Methods: We conducted a single-blinded randomized clinical trial of 217 children (2-18 y old) with a moderate to severe asthma exacerbation in the emergency department. Assessment of severity was defined by our acute asthma score, adapted from the Pediatric Asthma Score. Subjects were randomized to receive bronchodilator treatment via vibrating mesh nebulizer (n = 108) or jet nebulizer (n = 109) and were treated until they achieved a mild asthma score and were discharged or until a decision to admit was made. All subjects were treated per our acute asthma clinical pathway algorithm for the emergency department with modifications to allow for blinding, assessment of treatment, and data collection. Outcome variables included hospital admission rate, number of treatments, and time to mild asthma score.

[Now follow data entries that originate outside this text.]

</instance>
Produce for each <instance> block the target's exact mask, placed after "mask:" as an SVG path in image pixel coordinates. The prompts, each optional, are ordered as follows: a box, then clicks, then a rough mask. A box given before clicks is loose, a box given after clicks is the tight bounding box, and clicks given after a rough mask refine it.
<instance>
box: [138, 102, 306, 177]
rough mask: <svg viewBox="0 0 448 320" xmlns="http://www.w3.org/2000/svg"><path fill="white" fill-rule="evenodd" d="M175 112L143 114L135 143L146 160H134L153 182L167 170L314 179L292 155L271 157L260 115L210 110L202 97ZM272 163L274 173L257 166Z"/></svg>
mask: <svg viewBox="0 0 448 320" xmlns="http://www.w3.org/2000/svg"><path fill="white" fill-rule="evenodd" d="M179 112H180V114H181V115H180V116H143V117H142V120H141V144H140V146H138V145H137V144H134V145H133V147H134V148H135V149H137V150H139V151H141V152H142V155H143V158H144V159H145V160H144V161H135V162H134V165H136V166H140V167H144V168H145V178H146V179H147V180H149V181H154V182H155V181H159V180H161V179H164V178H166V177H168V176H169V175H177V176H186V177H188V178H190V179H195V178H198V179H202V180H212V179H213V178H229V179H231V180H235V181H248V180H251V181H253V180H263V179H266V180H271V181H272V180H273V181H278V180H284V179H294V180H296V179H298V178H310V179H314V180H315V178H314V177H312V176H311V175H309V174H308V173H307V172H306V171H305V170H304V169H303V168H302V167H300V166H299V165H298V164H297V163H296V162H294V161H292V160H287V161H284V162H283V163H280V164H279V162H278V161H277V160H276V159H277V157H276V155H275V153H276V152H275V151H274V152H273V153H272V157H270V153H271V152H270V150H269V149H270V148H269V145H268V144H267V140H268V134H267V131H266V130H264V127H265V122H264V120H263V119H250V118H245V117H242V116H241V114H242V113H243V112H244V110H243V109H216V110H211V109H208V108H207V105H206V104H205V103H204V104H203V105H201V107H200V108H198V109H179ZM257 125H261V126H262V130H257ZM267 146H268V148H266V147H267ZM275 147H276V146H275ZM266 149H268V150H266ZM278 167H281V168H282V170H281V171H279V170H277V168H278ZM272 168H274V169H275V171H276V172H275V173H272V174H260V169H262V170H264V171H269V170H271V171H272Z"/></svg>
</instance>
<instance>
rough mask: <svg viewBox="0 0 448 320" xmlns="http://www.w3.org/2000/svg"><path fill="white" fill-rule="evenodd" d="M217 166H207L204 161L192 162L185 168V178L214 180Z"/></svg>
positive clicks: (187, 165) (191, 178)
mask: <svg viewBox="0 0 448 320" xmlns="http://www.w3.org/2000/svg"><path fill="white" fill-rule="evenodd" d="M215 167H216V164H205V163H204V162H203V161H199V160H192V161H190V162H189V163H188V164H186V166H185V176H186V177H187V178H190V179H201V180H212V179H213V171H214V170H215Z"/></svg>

Results: There was a significant difference in baseline asthma score between subjects treated with the vibrating mesh nebulizer and those treated with the jet nebulizer (P = .042), but no other significant differences in demographics existed between groups. To adjust for effect of baseline asthma score, a multiple logistic regression model was used to model admission. The vibrating mesh nebulizer group had a lower probability of being admitted to the hospital (P = .062), and they required significantly fewer treatments (P < .001) and less time to reach a mild asthma score (P = .004) than those in the jet nebulizer group. In subjects with a mask interface, the vibrating mesh nebulizer significantly reduced the probability of admission (P = .032).

Conclusions: Subjects treated with a vibrating mesh nebulizer required significantly fewer treatments and less time to achieve a mild asthma score. In subjects with a mask interface, the vibrating mesh nebulizer significantly reduced the probability of admission compared to jet nebulizer. ( registration NCT02774941.).

Keywords: aerosols; albuterol; children; emergency department; jet nebulizer; moderate; pediatric asthma; severe; vibrating mesh nebulizers.

Conflict of interest statement

This study was supported by an unrestricted educational grant by Aerogen. Mr Moody has disclosed a relationship with Aerogen. Dr Ari has disclosed relationships with the CHEST Foundation, Bayer Pharmaceuticals, ARC Medical, Aerogen, and Sunovion Pharmaceuticals. The other authors have disclosed no conflicts of interest.